Expert evidence: Narrowing the privacy zone

By Stacey Stevens
Published in The Lawyers Weekly on December 17, 2010

Challenges to information that falls within what is commonly known as "the zone of privacy" protected by litigation privilege will likely resurface in light of the changes to Rule 53.03 of Ontario’s Rules of Civil Procedure.

A significant amount of jurisprudence has already developed over the years on what constitutes disclosure of an expert’s "finding" under Rule 31.06(3). However, the principles of fairness, impartiality and objectivity that drive Rule 53.03 suggest that mandatory disclosure of all the foundational information on which an expert opinion rests may result in an even narrower zone of privacy during the discovery phase.

The wording of Rule 53.03 mirrors the common-law interpretation of what information constitutes an expert’s finding under Rule 31.06(3); expert reports must include, among other things, the instructions provided to the expert and the expert’s reasons for his or her opinion, including a description of the factual assumptions on which the opinion is based, a description of any research conducted to form the opinion, and a list of every document, if any, relied on by the expert in forming the opinion.
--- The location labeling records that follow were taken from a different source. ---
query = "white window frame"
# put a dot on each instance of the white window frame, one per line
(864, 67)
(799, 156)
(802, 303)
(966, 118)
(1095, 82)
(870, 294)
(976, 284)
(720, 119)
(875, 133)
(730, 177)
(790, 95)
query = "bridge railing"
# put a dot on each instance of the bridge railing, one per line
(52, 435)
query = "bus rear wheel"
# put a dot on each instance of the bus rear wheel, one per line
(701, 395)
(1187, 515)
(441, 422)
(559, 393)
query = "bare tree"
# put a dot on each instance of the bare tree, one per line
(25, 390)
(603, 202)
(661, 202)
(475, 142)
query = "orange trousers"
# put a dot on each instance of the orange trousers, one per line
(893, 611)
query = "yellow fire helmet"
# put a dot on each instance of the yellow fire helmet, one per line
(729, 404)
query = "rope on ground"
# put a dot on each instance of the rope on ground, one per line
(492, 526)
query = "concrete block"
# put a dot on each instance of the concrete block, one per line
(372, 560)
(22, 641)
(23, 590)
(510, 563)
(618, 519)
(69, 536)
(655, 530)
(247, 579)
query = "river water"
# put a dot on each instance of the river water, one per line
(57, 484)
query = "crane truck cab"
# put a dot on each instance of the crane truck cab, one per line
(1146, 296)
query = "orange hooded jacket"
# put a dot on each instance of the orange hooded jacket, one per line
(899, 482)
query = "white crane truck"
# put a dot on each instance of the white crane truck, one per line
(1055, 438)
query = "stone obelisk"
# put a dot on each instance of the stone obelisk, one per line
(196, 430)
Compare this to the Ontario Court of Appeal’s decisions General Accident Assurance Co v. Chrusz, [1999] O.J. No. 3291 and Conceicao Farms Inc. et al v. Zeneca Corp. [2006] O.J. No. 3716. These decisions clarify that an expert’s finding is not limited to his or her final findings; rather, pre-trial disclosure obligations under Rule 31.06(3) include any information on which the expert’s finding rests. Further, the collective common-law decisions define the zone of privacy as "the area of privacy left to a solicitor after the current demands of discoverability have been met," but do not go as far as Justice Ferguson did in Browne (Litigation Guardian of) v. Lavery, [2002] O.J. No. 564 (Sup.Ct.) where it was stated in obiter that "our system of civil litigation would function more fairly and effectively if parties were required to produce all communications which take place between counsel and an expert before the completion of a report of an expert whose opinion is going to be used at trial."

Two decisions made after the December 2008 announcement that Ontario’s Rules of Civil Procedure were being changed support the proposition that pre-discovery disclosure obligations under Rule 31.06(3) will broaden and the zone of privacy will become narrower as we continue to adapt to these changes.
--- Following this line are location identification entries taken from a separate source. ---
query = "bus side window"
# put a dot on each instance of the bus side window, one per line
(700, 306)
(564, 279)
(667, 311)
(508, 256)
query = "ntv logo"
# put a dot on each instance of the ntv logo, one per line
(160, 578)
Justice Ruth Mesbur addressed the issue of pre-trial disclosure obligations within the family law context in Bookman v. Loeb, [2009] O.J. No. 2741, relying on Rule 31.06(3) to determine the scope of counsel’s obligation to disclose information underlying its expert’s findings. Counsel for the respondent moved for production of the opposing expert’s draft reports and attachments, letters of instruction, retainer, copies of accounts and meeting notes made by counsel and the expert. Counsel for the appellant took the position that delivery of the expert’s final report was sufficient and met pre-trial disclosure obligations as it contained the expert’s findings, opinions and conclusions. She argued that production of the expert’s file, including correspondence between counsel, notes of meetings referred to in the report and details of the retainer was not properly producible as it was protected by litigation privilege.

Justice Mesbur disagreed and ordered production of all of the documents requested other than counsel’s meeting notes. In defining the applicant’s disclosure obligations, Justice Mesbur concluded that if the respondent was going to respond to the expert’s opinion in a meaningful fashion he was entitled to know, among other things, what the expert was retained to provide an opinion on, whether those instructions changed over time, whether the expert’s opinions themselves have changed over time, and what instructions or assumptions the expert was told to make, together with a list of all documents, articles or legal principles relied on by the expert.

Justice Mesbur’s order mirrors the specific requirements outlined in Rule 53.03. Her reasons are motivated by the principles of fairness and objectivity.

This gives rise to the following questions: Is Justice Mesbur’s decision a sign of the times to come? Will pre-trial discovery obligations widen and the zone of privacy be narrowed? These questions may be answered by Master P.E. Rogers’s statements in Ikea Properties Ltd. v. 6038212 Canada Inc. [2010] O.J. No. 3449 (Sup.Ct.). Master Rogers considered the level of pre-trial disclosure required by a party who was relying on expert findings as part of a Rule 20 motion. In ordering complete disclosure of the foundational information supporting the expert’s findings, Master Rogers characterized Rule 53.03 as providing "useful guidance of what is not within the zone of privacy required to protect our adversarial system."

As the one-year anniversary of the rule changes approaches, we will undoubtedly see further decisions interpreting these changes. Whether the court continues to narrow the boundaries of the zone of privacy remains to be seen.

Stacey Stevens is an associate lawyer with Thomson Rogers in Toronto. Her practice is dedicated to representing injured people and their families in matters relating to personal injury, accident benefits entitlement, products liability, occupier’s liability and sexual assault.